Evaluation Metrics in Machine Learning
The predictive models can be categorised in two main classes: 1) regression models where we have a continues output, and classification models where the output is nominal or binary. Depends on what type of predictive model we are using the evaluation metrics can be different. In this Blog post, I will try to investigate the most important evaluation metrics for both classification and regression models.
Most of the classification metrics have been essentially designed for binary classification tasks. In order to extend a binary metric to multiclass problems, the data is usually treated as a collection of binary problems, one for each class as positive class and the rest as negative one. There are then a number of methods to average binary metric calculations across the set of classes (see here).
In a binary classification task, the terms ‘’positive’’ and ‘’negative’’ refer to the classifier’s prediction and the terms ‘’true’’ and ‘’false’’ refer to whether that prediction corresponds to the external judgment. Given this definition, the confusion matrix/table is formulated as below:
Now there are number of definition that we need to analyse a confusion matrix:
Accuracy : the proportion of the total number of predictions that were correct.
Precision : the proportion of positive cases that were correctly identified.
Recall or Sensitivity: the proportion of actual positive cases which are correctly identified
Specificity: the proportion of actual negative cases which are correctly identified.
Accuracy = TP + TN / TP + TN + FP +FN OR TP + TN / #Samples
Precision = TP / TP + FP
Recall or Sensitivity = TP/ TP + FN
Specificity = TN/(TN + FP)
The following example can make the above definitions more clear. Consider a data set including 100 samples from the patients have been tested for a specific cancer, 20% is belonged to the class of patients who actually have cancer and 80% are healthy. Assume the results for a given classifier is as follow:
Accuracy: 1 + 75 / 1 + 75 + 5 + 19 = 0.8
Precision: 1 / 1 + 5 = 0.16
Recall: 1 / 20 = 0.05
Specificity: 75 / 75 + 5 = 0.93
The accuracy of the classifier is %80 which seems good, but unfortunately in our case the accuracy is not a metric that we can rely on, as our data is imbalanced (where the number of observations in each class are not equal) and the classes don't have the same importance (e.g, classifying a person who has cancer as healthy is more risky than classifying a healthy person inside the cancer class), therefore as you can see above, the other metrics can help us to analyse the classifier better.
Area Under ROC Curve (AUC - ROC)
Before starting to talk about ROC (Receiver Operating Characteristic), the following discussion about the type of classification algorithms is necessary.
In classification, the output of the algorithm can be either a class or a probability. For example in Support Vector Machines and KNN the output will be 0 or 1 (a class label), while in some other algorithms such as Logistic Regression and Random Forest the output will be a probability determining how likely an input is belonged to a given class.
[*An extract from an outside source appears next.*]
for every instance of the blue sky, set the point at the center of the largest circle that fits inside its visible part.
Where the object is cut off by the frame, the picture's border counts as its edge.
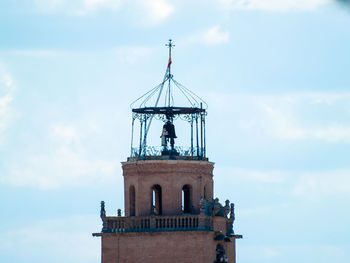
(275, 74)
Converting a probability output to a class label is just a matter of creating a threshold probability (e.g. a threshold equal to 0.5).
The ROC curve is created by plotting the true positive rate (Sensitivity) against the false positive rate (1-Specificity) at various threshold probability. Please see here to understand ROC curve through a graphical demo.
As above figure shows, a classifier has a better performance if its ROC curve goes more straight up the Y axis and then along the X axis. A classifier has no power if it sits on the diagonal. It is obvious that a ROC curve is very useful to select a proper threshold probability for a classifier whereby the true positive would be maximised while minimising the false positive.
ROC would be very useful to evaluate the performance of a given classifier and also in comparing two or more classifiers. To this end, the Area Under the Curve (AUC) is used as a metric. As you can see in above figure. The AUC for the Random Classifier is 0.5 and the ideal classifier has AUC equal to 1.0 and for the most of the classifiers the AUC is between these two value. It is worth mentioning that an AUC less than 0.5 might indicates something wrong is happening in your classifier, e.g. the positives and negatives might have been mislabelled.
Mean Absolute Error (MAE) and Mean Square Error (MSE)
MAE is the average of the absolute differences between predictions and actual values. The measure gives an idea of the magnitude of the error without taking into account the direction. MSE is the average of squared difference between predictions and actual values. It tends to exaggerate the effect of outliers while the MAE does not have this effect.
R Squared (R^2)
R^2 indicates how close the actual data are to the fitted regression line. This value is between 0 and 1 for no-fit and perfect fit respectively.